いよいよ最後の「皮下補液」についてです。通常は「皮下点滴」と言ってるけど、本来人間のように静脈内にゆっくり点滴するのを首の後ろ側に短時間で入れる方法です。犬や猫はそこら辺かなり皮膚の弾力性と余裕があるので、リンゲルや生理食塩水など数百ml入れる事も可能です。これだと時間的に数分間で済むし、入院の必要もないので獣医療では割とよく行われる治療方法となっています。

 

 

 

さて本題です。脱水は腎臓の血流を悪くして更なるダメージを与えるので、迅速に脱水の改善を行わなければ重篤な腎機能障害を引き起こす恐れがあります。皮下補液は脱水を予防すると共に、体内の水分量を増加させて尿量を増やし、老廃物の排泄を促す効果があります。

 

通常慢性腎臓病で通院される子のほとんどは緊急性もないので週1〜3回ペース位で行ってるけど、ただしこの時に気をつけるべきは皮下補液の量になります。

 

皮下補液はあくまで脱水や電解質の補正にあるので多ければ多いほど良いわけでもなく、体重1キロあたり20〜30mlが目安とされてるので、普通の猫の大きさであれば75〜150mlが1回量となっています。
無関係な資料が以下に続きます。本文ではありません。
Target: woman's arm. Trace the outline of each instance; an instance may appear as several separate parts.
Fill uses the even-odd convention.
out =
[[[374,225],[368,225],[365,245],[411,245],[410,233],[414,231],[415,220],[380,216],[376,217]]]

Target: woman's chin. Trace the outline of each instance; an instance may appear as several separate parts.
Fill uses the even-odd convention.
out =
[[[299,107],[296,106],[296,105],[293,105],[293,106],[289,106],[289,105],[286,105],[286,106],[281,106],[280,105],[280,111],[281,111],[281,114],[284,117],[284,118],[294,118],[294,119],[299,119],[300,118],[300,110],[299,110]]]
また病状進むと体重も落ちてくるので、入れる量もそれに合わせて調整して行かないといけません。過去に自宅で行いたいと相談受ける事もあったけど、この入れる量の問題と、取り扱い状況によっては感染や皮膚の損傷もあり得るので当院ではあまりお勧めしていません。

 

あともう一つの問題点は漫然と皮下点滴続けていると吸収性悪くなって心臓や腎臓に負担かかり、最悪の場合は肺水腫といって肺に水溜まって呼吸困難の状態に陥って亡くなるので、ここら辺も見極めながら随時検査や入れる量を考えて行かないといけません。出来れば数ヶ月に一回程度は、腎機能や電解質に変化ないか確認したいところです。

 

 

 

 

基本的にステージ2〜3以降が皮下点滴の対象となっており、慢性腎臓病だからといって必ずしも皮下点滴するわけではなく、また決して皮下点滴によって治る病気ではないという事も知っておいて欲しいと思います。

 

本当に具合悪かったり術後の合併症予防の時には入院⬆︎して、輸液ポンプという機械を使って静脈内点滴をゆっくり行っていきます。時間的には数時間から長い時には半日程度だけど、動物によっては咬んで取ろうとしたり動いて輸液ラインが体に巻き付いたりするので結構スタッフは目が離せません。ここら辺が動物医療の難しさでもありますね。